46  -0.002263 -6.091982e+00
47  -0.002263 -6.091982e+00
48  -0.002263 -6.091982e+00
49  -0.002263 -6.091982e+00
50  -0.002263 -6.091982e+00
51  -0.002263 -6.091982e+00
52  -0.002263 -6.091982e+00
53  -0.002263 -6.091982e+00
54  -0.002263 -6.091982e+00
55  -0.002263 -6.091980e+00
56  -0.002263 -6.091982e+00
57  -0.002263 -6.091982e+00
58  -0.002263 -6.091981e+00
59  -0.002263 -6.091982e+00
60  -0.002263 -6.091982e+00
61  -0.002263 -6.091982e+00
62  -0.002263 -6.091982e+00
63  -0.002263 -6.091982e+00
64  -0.002263 -6.091981e+00
65  -0.002263 -6.091982e+00
66  -0.002263 -6.091983e+00
67  -0.002263 -6.091982e+00
68  -0.002263 -6.092000e+00
69  -0.002263 -6.091982e+00
70  -0.002263 -6.091982e+00
71  -0.002263 -6.091982e+00
72  -0.002263 -6.091982e+00
73  -0.002263 -6.091982e+00
74  -0.002263 -6.091982e+00
75  -0.002263 -6.091982e+00

[76 rows x 2 columns]
Number of mispredicted out of 76 is 0 (0.00%)

Predicted rows:
    target     depth  has_img                 attr      False          True
23    True  0.555556    False  div,content,writing -31.137579 -3.008704e-14

And That’s It 🎉

So we now have a working classifier that can tell us what DOM in a page is most likely to be the main content, and it is just under 20 lines of code! Along the way, I also learnt machine learning is not that obvious, you need to convert your problem into a model-solving one, and that's where machine learning can do the best.

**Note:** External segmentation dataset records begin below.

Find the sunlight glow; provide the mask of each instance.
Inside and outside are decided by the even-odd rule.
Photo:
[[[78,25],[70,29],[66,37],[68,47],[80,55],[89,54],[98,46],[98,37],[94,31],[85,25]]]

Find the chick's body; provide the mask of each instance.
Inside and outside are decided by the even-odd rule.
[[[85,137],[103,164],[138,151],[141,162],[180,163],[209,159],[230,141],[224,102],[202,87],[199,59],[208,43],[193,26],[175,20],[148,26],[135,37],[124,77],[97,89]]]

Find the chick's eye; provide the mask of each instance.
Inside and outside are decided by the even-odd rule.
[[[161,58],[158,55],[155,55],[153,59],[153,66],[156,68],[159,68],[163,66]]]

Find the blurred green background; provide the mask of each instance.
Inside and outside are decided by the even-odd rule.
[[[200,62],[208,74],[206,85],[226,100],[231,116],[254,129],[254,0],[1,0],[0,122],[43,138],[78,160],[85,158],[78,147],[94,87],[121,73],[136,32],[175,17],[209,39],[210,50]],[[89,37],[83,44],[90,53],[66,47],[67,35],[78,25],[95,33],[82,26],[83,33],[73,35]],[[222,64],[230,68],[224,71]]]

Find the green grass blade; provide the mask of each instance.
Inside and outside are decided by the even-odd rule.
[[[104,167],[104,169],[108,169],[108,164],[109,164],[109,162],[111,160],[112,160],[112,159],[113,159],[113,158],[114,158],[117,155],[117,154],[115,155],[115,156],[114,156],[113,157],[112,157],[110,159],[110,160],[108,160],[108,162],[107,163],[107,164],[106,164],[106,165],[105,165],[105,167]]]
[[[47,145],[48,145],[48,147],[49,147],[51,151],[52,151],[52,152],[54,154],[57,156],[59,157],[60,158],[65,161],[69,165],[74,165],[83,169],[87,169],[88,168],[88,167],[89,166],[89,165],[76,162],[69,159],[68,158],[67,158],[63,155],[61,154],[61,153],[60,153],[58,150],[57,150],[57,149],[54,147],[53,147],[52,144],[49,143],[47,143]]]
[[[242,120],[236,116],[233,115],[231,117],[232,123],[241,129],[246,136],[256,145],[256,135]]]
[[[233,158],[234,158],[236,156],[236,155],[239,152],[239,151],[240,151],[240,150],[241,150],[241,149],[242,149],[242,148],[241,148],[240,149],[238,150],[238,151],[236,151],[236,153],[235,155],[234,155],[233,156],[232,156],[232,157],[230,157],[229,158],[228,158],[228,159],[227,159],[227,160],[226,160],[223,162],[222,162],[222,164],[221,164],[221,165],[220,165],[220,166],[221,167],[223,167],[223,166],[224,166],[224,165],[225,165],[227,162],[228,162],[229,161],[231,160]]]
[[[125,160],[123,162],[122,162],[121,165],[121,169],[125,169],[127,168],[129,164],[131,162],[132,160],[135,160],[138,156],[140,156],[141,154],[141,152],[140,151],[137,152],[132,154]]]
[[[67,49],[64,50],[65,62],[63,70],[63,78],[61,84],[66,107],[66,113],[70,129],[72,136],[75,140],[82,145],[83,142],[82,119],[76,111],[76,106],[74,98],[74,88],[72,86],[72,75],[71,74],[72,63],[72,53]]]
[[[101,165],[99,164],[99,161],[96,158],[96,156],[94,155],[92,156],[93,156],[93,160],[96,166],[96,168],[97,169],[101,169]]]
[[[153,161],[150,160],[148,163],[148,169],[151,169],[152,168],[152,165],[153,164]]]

This probably shouldn’t be used in production, because it’s missing loads of features (like evaluating the performance of the model, error handling when the model thinks none of the DOM is the main content etc…) but has hopefully given you a idea that machine learning is not that intimidating, and how it can be used to solve a real-world problem.